C4AI Command R7B Arabic - Quantized Versions in GGUF Format

This repository contains quantized versions of the C4AI Command R7B Arabic model, provided in GGUF format. These quantized versions are designed to reduce model size and improve inference speed while maintaining reasonable performance.

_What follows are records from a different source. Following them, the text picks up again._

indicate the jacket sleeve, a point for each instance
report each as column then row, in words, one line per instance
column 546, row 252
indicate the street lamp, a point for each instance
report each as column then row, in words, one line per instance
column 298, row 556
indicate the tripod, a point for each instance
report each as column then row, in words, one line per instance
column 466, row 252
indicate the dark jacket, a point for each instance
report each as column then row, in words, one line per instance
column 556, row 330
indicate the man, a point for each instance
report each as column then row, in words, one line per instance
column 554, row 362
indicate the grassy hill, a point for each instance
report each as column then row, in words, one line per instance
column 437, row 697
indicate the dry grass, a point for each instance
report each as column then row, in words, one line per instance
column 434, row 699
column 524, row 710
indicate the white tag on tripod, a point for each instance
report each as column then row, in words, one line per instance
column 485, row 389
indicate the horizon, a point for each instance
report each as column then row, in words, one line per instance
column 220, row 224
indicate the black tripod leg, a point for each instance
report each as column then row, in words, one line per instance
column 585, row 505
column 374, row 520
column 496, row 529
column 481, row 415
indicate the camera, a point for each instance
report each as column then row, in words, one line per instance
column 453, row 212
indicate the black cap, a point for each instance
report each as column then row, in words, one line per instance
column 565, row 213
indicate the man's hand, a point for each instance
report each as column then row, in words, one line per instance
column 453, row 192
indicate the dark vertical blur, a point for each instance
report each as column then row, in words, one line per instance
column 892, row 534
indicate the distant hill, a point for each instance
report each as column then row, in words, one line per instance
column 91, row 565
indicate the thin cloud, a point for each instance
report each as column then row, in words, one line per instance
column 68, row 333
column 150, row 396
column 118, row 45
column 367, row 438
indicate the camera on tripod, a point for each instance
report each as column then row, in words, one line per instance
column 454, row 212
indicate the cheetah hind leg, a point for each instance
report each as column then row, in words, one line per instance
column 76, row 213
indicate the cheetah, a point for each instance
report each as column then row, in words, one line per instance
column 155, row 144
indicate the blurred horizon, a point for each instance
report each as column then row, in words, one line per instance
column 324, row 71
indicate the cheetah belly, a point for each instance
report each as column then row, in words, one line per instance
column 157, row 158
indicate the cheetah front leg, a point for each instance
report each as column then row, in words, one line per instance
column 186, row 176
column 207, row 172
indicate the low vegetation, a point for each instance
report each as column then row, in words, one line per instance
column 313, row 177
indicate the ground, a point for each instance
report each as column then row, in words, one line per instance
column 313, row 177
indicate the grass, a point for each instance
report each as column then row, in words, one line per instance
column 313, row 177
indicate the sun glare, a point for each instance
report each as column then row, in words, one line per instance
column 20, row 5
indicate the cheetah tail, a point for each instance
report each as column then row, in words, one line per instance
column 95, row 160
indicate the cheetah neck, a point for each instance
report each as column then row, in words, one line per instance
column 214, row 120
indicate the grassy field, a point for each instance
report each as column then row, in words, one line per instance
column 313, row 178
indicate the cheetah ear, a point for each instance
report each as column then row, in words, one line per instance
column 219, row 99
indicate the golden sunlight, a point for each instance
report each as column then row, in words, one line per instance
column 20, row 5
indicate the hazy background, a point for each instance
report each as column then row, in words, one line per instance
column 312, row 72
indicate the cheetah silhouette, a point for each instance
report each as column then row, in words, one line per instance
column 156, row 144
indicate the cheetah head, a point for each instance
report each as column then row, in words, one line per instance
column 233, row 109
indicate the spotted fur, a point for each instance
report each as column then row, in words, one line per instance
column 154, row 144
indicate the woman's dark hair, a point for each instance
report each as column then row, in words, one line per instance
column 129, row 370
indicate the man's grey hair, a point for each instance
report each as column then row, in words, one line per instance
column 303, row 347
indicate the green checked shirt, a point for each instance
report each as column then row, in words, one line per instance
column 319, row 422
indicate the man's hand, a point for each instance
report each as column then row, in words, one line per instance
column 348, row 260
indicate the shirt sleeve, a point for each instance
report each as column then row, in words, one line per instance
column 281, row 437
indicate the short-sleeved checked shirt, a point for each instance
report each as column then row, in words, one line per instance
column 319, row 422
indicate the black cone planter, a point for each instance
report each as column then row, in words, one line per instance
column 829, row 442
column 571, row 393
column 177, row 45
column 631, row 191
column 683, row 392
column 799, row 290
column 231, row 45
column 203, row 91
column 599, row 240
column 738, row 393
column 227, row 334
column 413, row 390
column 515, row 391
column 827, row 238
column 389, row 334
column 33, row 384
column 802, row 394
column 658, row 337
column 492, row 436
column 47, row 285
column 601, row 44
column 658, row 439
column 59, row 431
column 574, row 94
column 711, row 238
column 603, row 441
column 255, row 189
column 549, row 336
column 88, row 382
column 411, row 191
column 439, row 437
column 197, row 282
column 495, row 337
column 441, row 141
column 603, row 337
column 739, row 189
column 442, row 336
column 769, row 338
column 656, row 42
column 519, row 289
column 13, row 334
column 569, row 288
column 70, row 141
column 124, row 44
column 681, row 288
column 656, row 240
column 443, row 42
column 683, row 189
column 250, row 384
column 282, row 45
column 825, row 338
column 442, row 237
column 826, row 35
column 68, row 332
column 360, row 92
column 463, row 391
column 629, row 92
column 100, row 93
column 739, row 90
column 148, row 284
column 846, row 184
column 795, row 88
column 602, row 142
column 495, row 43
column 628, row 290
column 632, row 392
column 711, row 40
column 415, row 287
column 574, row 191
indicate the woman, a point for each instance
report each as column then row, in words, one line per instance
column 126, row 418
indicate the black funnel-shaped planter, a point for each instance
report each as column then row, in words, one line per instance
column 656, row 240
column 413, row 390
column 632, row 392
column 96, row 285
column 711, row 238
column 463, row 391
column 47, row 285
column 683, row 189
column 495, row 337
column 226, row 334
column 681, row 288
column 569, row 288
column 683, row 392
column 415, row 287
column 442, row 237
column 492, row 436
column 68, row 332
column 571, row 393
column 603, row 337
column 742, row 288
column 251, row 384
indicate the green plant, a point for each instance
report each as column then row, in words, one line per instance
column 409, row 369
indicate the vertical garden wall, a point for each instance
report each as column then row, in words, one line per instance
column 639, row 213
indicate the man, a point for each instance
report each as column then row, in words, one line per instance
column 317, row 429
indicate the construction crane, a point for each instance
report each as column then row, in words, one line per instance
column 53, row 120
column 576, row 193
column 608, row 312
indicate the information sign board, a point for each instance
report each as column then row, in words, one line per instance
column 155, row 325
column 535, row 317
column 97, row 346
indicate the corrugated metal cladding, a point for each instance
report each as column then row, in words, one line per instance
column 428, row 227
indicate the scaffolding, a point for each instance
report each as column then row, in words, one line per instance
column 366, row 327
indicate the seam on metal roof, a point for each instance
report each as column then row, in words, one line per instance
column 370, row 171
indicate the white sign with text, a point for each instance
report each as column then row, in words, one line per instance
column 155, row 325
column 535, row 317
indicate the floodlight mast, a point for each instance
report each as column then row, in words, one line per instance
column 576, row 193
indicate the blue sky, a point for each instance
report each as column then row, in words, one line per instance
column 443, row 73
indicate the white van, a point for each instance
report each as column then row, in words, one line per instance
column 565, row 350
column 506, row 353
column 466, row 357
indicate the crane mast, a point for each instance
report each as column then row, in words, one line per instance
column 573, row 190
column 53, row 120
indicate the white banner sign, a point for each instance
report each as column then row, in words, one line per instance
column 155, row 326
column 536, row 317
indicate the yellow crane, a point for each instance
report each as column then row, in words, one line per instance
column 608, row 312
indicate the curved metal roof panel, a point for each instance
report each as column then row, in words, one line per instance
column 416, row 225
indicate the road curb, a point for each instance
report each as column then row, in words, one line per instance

Available Quantized Versions

The following GGUF quantized versions are available:

Q2_K
Q3_K_M
Q4_0
Q4_K_M
Q5_K_S
Q5_K_M
Q6_K
Q8_0
F16 Quantization

Original Repository

The original model was developed by Cohere and Cohere For AI. You can find it here:

https://huggingface.co/CohereForAI/c4ai-command-r7b-arabic-02-2025

License

These quantized versions follow the same licensing terms as the original model: CC-BY-NC-4.0, with an additional requirement to comply with C4AI’s Acceptable Use Policy. By using these models, you agree to abide by these terms.

Available Models

The GGUF files available in this repository are listed below:

Quantization	File Name
Q2_K	`c4ai-command-r7b-arabic-02-2025-Q2_K.gguf`
Q3_K_M	`c4ai-command-r7b-arabic-02-2025-Q3_K_M.gguf`
Q4_0	`c4ai-command-r7b-arabic-02-2025-Q4_0.gguf`
Q4_K_M	`c4ai-command-r7b-arabic-02-2025-Q4_K_M.gguf`
Q5_K_S	`c4ai-command-r7b-arabic-02-2025-Q5_K_S.gguf`
Q5_K_M	`c4ai-command-r7b-arabic-02-2025-Q5_K_M.gguf`
Q6_K	`c4ai-command-r7b-arabic-02-2025-Q6_K.gguf`
Q8_0	`c4ai-command-r7b-arabic-02-2025-Q8_0.gguf`
F16	`c4ai-command-r7b-arabic-02-2025-F16.gguf`

Installation

To use these GGUF models, you can use:

1. `llama-cpp-python` (Python Library)

Install with:

pip install llama-cpp-python

2. `llama.cpp` (C++ Library)

If you prefer a non-Python workflow, you can use the llama.cpp C++ implementation.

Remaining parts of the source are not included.